I’m currently rereading Dale Carnegie’s How To Stop Worrying and Start Living, and in it, one of his chapter headers reads, “Businessmen who do not know how to fight worry die young.”
Obviously this quote is true of women, and those not in business, but you get the point. If you do not know how to stop your worrying ways, it may end up being the death of you. It sounds dramatic, but the facts back it up.
Now, during this time in my life, I truly didn’t know how to fight worry.
My worry, my anxiety, and my hypochondria only ceased when I ultimately discovered my purpose. hat’s a longer story, but meditation and yoga were also the tools that, once I discovered my purpose, allowed me to finally distance myself from my worries—kind of like the cherry on top.
These days, I teach people how to find their purpose, and recently wrote a book, The Book of WHY (and HOW), mainly because I know how important it is for people to find their purpose (aka, their “why”), and how it can be the one thing that changes everything for them. I also wrote it because I know the positive impact the why had on my life when nothing else was doing the trick.
But here is the interesting thing: I may have been able to put my worry to rest so much sooner had I known what I have since learned interviewing over 6,000 top influencers.

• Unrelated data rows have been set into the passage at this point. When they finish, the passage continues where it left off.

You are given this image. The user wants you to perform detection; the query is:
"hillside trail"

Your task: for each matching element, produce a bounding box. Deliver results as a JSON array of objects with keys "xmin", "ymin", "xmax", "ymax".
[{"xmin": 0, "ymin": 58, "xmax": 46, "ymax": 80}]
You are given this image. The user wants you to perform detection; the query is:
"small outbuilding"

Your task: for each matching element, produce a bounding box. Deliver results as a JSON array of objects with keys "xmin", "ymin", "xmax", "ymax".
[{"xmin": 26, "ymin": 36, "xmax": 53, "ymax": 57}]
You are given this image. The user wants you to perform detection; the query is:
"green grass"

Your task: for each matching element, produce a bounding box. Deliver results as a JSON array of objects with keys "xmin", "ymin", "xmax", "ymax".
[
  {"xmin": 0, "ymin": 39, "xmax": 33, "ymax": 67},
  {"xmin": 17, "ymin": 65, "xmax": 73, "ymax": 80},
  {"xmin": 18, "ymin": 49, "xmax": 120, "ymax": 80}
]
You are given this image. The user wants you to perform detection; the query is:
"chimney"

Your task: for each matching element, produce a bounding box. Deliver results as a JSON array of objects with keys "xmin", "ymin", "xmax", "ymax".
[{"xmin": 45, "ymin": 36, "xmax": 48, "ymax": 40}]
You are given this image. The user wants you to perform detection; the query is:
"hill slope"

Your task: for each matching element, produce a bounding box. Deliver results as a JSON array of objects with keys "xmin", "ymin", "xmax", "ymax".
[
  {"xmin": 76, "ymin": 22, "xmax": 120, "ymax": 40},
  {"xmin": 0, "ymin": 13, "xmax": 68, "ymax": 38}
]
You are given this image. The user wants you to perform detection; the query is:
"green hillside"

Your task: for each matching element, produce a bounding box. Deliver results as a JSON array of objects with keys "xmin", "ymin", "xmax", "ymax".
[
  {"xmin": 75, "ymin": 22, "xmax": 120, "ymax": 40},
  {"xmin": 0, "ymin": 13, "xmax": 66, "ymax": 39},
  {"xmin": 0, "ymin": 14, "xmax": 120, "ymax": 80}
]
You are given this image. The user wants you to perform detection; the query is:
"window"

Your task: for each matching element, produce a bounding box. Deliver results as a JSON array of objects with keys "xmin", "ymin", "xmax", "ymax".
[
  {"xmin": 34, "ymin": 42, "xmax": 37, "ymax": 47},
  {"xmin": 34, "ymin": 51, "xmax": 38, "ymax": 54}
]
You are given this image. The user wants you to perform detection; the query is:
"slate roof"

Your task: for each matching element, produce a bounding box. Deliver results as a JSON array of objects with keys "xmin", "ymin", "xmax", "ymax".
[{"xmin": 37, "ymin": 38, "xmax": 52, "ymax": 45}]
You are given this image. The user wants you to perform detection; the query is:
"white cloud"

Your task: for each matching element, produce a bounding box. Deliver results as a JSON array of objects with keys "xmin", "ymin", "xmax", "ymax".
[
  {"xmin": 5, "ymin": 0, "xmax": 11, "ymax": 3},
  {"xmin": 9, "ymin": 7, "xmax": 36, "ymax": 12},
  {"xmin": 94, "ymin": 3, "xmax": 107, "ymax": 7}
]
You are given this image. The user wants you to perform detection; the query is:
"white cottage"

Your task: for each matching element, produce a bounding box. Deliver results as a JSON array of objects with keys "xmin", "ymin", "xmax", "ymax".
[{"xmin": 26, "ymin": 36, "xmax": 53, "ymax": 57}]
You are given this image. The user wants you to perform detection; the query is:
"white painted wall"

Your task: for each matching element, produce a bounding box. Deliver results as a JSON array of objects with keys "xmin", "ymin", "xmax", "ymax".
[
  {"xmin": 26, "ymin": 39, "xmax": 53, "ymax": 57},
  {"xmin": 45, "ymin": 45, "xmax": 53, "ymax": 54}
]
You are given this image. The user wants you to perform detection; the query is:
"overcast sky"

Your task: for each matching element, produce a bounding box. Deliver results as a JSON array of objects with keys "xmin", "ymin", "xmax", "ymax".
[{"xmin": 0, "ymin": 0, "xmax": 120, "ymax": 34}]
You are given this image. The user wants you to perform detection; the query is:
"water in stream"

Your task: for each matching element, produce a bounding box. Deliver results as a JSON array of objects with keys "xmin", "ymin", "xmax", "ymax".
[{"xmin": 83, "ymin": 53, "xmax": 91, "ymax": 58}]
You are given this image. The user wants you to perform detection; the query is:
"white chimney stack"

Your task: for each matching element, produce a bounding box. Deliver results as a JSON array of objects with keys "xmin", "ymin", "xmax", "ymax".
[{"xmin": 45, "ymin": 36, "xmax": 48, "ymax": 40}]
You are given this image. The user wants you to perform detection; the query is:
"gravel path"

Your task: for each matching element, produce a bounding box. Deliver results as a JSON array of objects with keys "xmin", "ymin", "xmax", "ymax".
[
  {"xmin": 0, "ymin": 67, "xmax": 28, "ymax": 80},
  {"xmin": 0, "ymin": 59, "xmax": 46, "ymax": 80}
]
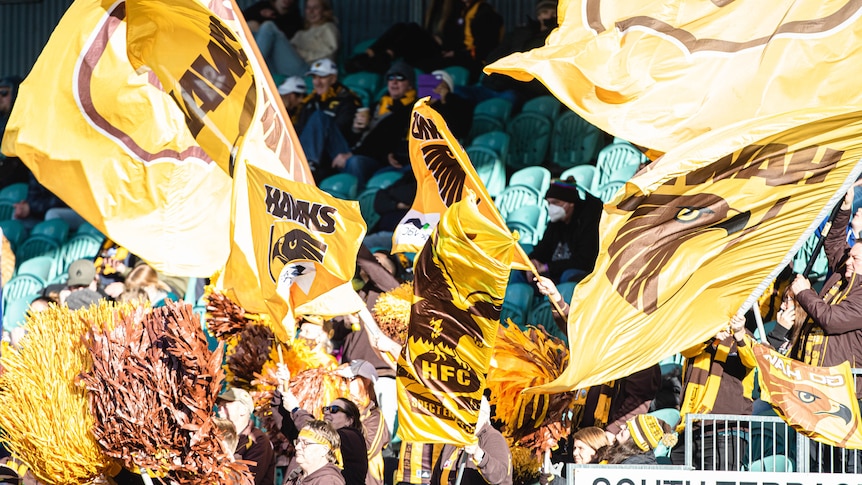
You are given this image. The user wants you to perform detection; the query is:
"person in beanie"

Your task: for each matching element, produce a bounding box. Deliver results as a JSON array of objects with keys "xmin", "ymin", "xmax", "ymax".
[
  {"xmin": 530, "ymin": 181, "xmax": 602, "ymax": 283},
  {"xmin": 608, "ymin": 414, "xmax": 677, "ymax": 465}
]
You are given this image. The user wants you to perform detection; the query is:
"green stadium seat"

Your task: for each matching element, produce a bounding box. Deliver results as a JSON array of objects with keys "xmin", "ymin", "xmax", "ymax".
[{"xmin": 506, "ymin": 113, "xmax": 553, "ymax": 170}]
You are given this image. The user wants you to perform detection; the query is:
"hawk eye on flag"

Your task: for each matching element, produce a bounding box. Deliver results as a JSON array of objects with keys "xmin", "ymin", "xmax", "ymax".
[{"xmin": 536, "ymin": 109, "xmax": 862, "ymax": 392}]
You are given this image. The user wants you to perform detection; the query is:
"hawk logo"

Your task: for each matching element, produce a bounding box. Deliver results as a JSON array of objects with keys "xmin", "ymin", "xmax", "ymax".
[
  {"xmin": 410, "ymin": 112, "xmax": 467, "ymax": 207},
  {"xmin": 605, "ymin": 144, "xmax": 843, "ymax": 314},
  {"xmin": 269, "ymin": 227, "xmax": 327, "ymax": 282}
]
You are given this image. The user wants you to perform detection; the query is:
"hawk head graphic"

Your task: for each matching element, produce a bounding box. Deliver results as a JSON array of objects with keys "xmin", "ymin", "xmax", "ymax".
[
  {"xmin": 606, "ymin": 193, "xmax": 751, "ymax": 314},
  {"xmin": 422, "ymin": 142, "xmax": 467, "ymax": 207},
  {"xmin": 269, "ymin": 227, "xmax": 327, "ymax": 282}
]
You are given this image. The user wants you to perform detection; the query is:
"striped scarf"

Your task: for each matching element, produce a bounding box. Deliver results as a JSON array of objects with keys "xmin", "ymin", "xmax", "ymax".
[{"xmin": 676, "ymin": 336, "xmax": 735, "ymax": 433}]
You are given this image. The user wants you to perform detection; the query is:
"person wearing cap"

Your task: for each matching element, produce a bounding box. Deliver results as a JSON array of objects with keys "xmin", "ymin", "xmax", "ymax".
[
  {"xmin": 278, "ymin": 76, "xmax": 308, "ymax": 120},
  {"xmin": 284, "ymin": 420, "xmax": 345, "ymax": 485},
  {"xmin": 530, "ymin": 180, "xmax": 602, "ymax": 283},
  {"xmin": 608, "ymin": 414, "xmax": 677, "ymax": 465},
  {"xmin": 271, "ymin": 363, "xmax": 368, "ymax": 485},
  {"xmin": 294, "ymin": 59, "xmax": 362, "ymax": 181},
  {"xmin": 216, "ymin": 387, "xmax": 275, "ymax": 485},
  {"xmin": 254, "ymin": 0, "xmax": 341, "ymax": 76},
  {"xmin": 340, "ymin": 359, "xmax": 395, "ymax": 485},
  {"xmin": 332, "ymin": 61, "xmax": 416, "ymax": 189},
  {"xmin": 431, "ymin": 396, "xmax": 512, "ymax": 485}
]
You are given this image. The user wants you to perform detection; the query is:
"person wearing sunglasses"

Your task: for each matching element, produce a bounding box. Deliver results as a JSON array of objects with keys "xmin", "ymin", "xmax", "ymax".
[
  {"xmin": 272, "ymin": 364, "xmax": 368, "ymax": 485},
  {"xmin": 284, "ymin": 420, "xmax": 345, "ymax": 485}
]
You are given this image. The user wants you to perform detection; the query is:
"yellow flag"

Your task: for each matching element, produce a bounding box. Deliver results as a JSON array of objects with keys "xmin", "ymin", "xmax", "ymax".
[
  {"xmin": 537, "ymin": 110, "xmax": 862, "ymax": 392},
  {"xmin": 230, "ymin": 163, "xmax": 365, "ymax": 341},
  {"xmin": 739, "ymin": 344, "xmax": 862, "ymax": 450},
  {"xmin": 396, "ymin": 195, "xmax": 515, "ymax": 445},
  {"xmin": 2, "ymin": 0, "xmax": 231, "ymax": 276},
  {"xmin": 127, "ymin": 0, "xmax": 313, "ymax": 183},
  {"xmin": 486, "ymin": 0, "xmax": 862, "ymax": 152},
  {"xmin": 392, "ymin": 98, "xmax": 529, "ymax": 269}
]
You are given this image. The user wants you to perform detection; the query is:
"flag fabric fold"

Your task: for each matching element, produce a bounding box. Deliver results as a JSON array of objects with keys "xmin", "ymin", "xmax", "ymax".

I have asked one specific question over 5,000 times, and my latest TEDx Talk is about my findings, and how this knowledge could have changed everything so much sooner.
I have included the TEDx link below, but the question I asked those 5,000 times is simply this:
If you could jump into a time machine, go back in time, and sit across from your younger self and give him or her one piece of life advice based on what you’ve learned in the years since, what do you think you might tell her/him?
Per the TEDx Talk, the common answer is this: the thing you’re so worried about now won’t matter with time, or the thing you are most disappointed about at the time is often the main catalyst to arriving at the best thing that has happened to you. In other words, if you removed the thing that gave you the most stress at the time, you may have never realized the best thing that ever happened to you.
I believe had I known this sooner, this could have removed many of my past worries—this idea that the thing you’re worried about now likely won’t matter in a year’s time, let alone five or 10 years’ time!
I now ask myself just that question when something has the potential to stress me out: will this matter in 12 months? If the answer is no, I let it go.
If it’s yes, I explore further; but it’s almost never yes.
This one strategy has changed everything for me, especially now that I have the hindsight to see that most of what I worried about either never came true, or was necessary for me to become the person I am today.
To that end, what I would tell my younger self is this—you’re on the right track, you need to go through the pains, and setbacks, and please, don’t change a thing.